I removed the manila envelope from the plastic bag. “I have an extra pair of sterile gloves if you need them.”

Before we could get started, his phone rang. He checked the call display.

“It’s Katherine.” He picked up the receiver. “Hello. Yes … Yes…” he looked over at me. “She’s sitting here in front of me. I’ll put the phone on speaker.”

He put the receiver on the table and Katherine’s voice came through.

“I wanted to let you know right away that the coroner has done an autopsy. It’s Dr. Machamer, bless her speedy little socks. I’m going to have Janice send her some chocolates. She gave us top priority.” I could hear breathlessness in Katherine’s voice and it was not particularly like her to natter on. “Are you all right with me reading this out to you, Leo?”

“Of course I am.” His voice was impatient. “Please stop treating me as if I might have hysterics at any moment.”

I could tell by the short silence how much Katherine was struggling to cut him some slack. She continued. “There was no water in the lungs. Death was from strangulation. The scarf around her neck broke her hyoid bone. She was dead when she was put in the water.” We heard Katherine shuffling papers. Leo jumped in.

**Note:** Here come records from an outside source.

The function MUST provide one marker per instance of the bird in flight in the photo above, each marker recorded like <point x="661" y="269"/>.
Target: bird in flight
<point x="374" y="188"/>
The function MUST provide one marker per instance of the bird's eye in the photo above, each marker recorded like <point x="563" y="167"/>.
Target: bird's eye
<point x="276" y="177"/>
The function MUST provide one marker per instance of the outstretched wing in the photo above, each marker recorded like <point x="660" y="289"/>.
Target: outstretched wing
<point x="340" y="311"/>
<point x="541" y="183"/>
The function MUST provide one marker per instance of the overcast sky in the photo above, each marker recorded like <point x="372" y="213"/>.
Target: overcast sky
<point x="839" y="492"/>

“What else? There’s something else, isn’t there? Was she sexually assaulted?”

“No! Nothing like that. Dr Machamer is certain there wasn’t any molestation … but she did determine that Deidre was pregnant.”

CHAPTER THIRTEEN

Leo had gone very still. Finally he said, “I see. How far advanced was the pregnancy?”

“Very recent apparently. It’s quite possible Deidre might not have even known.”

“I see,” Leo repeated. “That could be a pivotal point, given her previous history.”

“That’s true. On the other hand, some women do know the moment they’ve conceived…” Katherine’s voice tailed off and I was struck once more by how little I really knew about her. I might be going on how private and close to his chest Leo was but all any of us knew about Katherine was that she was single, a workaholic, and lived with an elderly mother in some tony section of town. Her comment, even coming disembodied over the speaker phone, had sounded quite personal.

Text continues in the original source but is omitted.